As a plain, unleveraged exchange-traded fund, DVGR trades at market prices throughout the day and carries no daily reset mechanics. The expense ratio is modest, in line with other systematic, rules-based equity strategies.
The risks embedded in multi-factor selection
The central risk is that the three-factor approach is a specific bet on a particular market regime. In extended periods when dividend stocks underperform growth, DVGR can lag broad indices by a wide margin. The 2010s saw this clearly: a decade of dominance by high-growth, low-dividend technology names meant dividend-focused strategies faced headwinds. Even adding momentum and value filters did not shield DVGR from that environment.

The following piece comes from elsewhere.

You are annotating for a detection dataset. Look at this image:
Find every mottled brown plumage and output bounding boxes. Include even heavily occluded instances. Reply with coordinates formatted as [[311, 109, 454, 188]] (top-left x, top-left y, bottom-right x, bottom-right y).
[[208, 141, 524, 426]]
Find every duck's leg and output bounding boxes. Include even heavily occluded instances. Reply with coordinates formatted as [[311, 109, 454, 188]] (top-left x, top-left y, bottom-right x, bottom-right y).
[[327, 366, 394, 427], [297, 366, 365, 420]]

A second risk is the opacity of factor interactions. How exactly the three dimensions are weighted, which takes priority when they conflict, and whether they interact in unexpected ways — these are worth understanding in depth. The fund publishes its methodology, but the precise weighting or scoring formula can be difficult to reverse-engineer from a prospectus alone.
A third risk is concentration. Because the screen is narrow — selecting only companies passing all three filters — the resulting portfolio can be more concentrated than the broad market. If the screened cohort underperforms, DVGR has no diversification cushion. A dividend cut by one of its concentrated holdings also hits harder than it would in a broader fund.
Interest rate sensitivity is also material. Dividend stocks compete for investor capital with bonds, and when bond yields rise sharply, dividend stocks often underperform as investors move to fixed income. A scenario of sustained higher rates would create a structural headwind for the fund.
How a reader would evaluate DVGR
Start with the prospectus and fact sheet, which lay out the exact screening rules and show the current holdings. Compare DVGR’s performance to simple dividend-yield indices and to broad market indices over a full economic cycle, not just a bull market. Watch the turnover figure — high turnover suggests the screening rules are turning over the portfolio rapidly, which can create tax drag in taxable accounts and trading friction costs.
The key insight is whether the three-factor blend meaningfully outperforms a simpler dividend strategy. If DVGR’s returns are merely in line with a traditional dividend-growth or dividend-yield fund, the added layer of value and momentum screening may not justify its complexity and costs. If the returns are demonstrably higher and less volatile, the case for the multi-factor approach is stronger.
Consider also the fund’s positioning within a broader portfolio. DVGR works best as one component of a diversified allocation, not as the entire equity holding. Its strength is as a systematic income generator with some upside participation; it is not a hedge or a defensive position.